Fortunately, John had an exceptional advocate in the person of his wife Sylvia. Sylvia, who was John’s college sweetheart, enjoyed a career as an outstanding and successful model, did she not stand idly by. There was no one there to help Sylvia except a few close friends. Among them was former AFL/NFL QB and vice-presidential candidate Jack Kemp, who never forgot his friend.
Ironically, John was the recipient of the small pension he had helped negotiate, but it was not enough to cover the cost of his care. He was suffering from symptoms of dementia. Sylvia, a force to be reckoned with, took matters into her own hands leading her to reach out to NFL Commissioner Paul Tagliabue. She was persistent and told her story to anyone who would listen.
Commissioner Tagliabue enlisted the aid of NFLPA executive director Gene Upshaw, who had previously been reluctant to act, and they came up with the “88” plan in February 2007. The plan is named for Mackey’s jersey number and provides $88,000 per year for nursing home care and up to $50,000 annually for adult day care for former NFL players, including John, suffering from dementia or Alzheimer’s.
Last week, the NFL agreed to pay a $765 million settlement of concussion related lawsuits. However, in this new season and in seasons to come, the problem will continue to exist. After all, last year alone, there were 150 concussions.
Minnesota Vikings QB Matt Cassel said it fairly well:
“We are athletes. We are not gladiators. This is not the Roman Coliseum. There are long lasting ramifications to the game we play.
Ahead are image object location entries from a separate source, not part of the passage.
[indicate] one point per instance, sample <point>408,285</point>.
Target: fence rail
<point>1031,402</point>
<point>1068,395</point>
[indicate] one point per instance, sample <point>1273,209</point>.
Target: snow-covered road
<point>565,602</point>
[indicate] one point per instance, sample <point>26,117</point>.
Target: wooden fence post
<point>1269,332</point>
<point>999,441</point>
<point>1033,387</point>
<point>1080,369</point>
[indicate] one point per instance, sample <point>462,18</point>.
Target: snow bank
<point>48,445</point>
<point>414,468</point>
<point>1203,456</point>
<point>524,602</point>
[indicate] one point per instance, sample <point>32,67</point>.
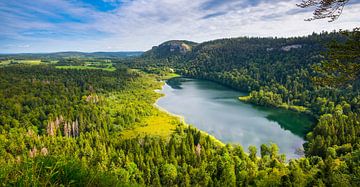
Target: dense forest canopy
<point>71,120</point>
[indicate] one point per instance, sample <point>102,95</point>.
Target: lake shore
<point>182,118</point>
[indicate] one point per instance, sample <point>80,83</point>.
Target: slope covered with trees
<point>61,126</point>
<point>283,72</point>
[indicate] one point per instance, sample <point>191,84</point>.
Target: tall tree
<point>331,9</point>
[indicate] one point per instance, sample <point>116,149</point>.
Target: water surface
<point>216,109</point>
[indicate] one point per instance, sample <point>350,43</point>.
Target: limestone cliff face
<point>171,48</point>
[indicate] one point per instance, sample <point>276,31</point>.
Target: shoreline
<point>182,118</point>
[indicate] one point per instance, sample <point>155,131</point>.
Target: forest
<point>72,125</point>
I’ve already come to the understanding I probably won’t live as long because I play this game and that’s OK, that’s the choice I’ve made. That’s a choice all of us have made. But when you cheer somebody getting knocked out, I don’t care who it is and it just so happened to be Matt Cassel – it’s sickening. It’s 100 percent sickening."
Fans crave the hard body contact, but the NFL technologically and by legislation must continue to work to minimize head injuries. Thank you for voices like Sylvia Mackey’s.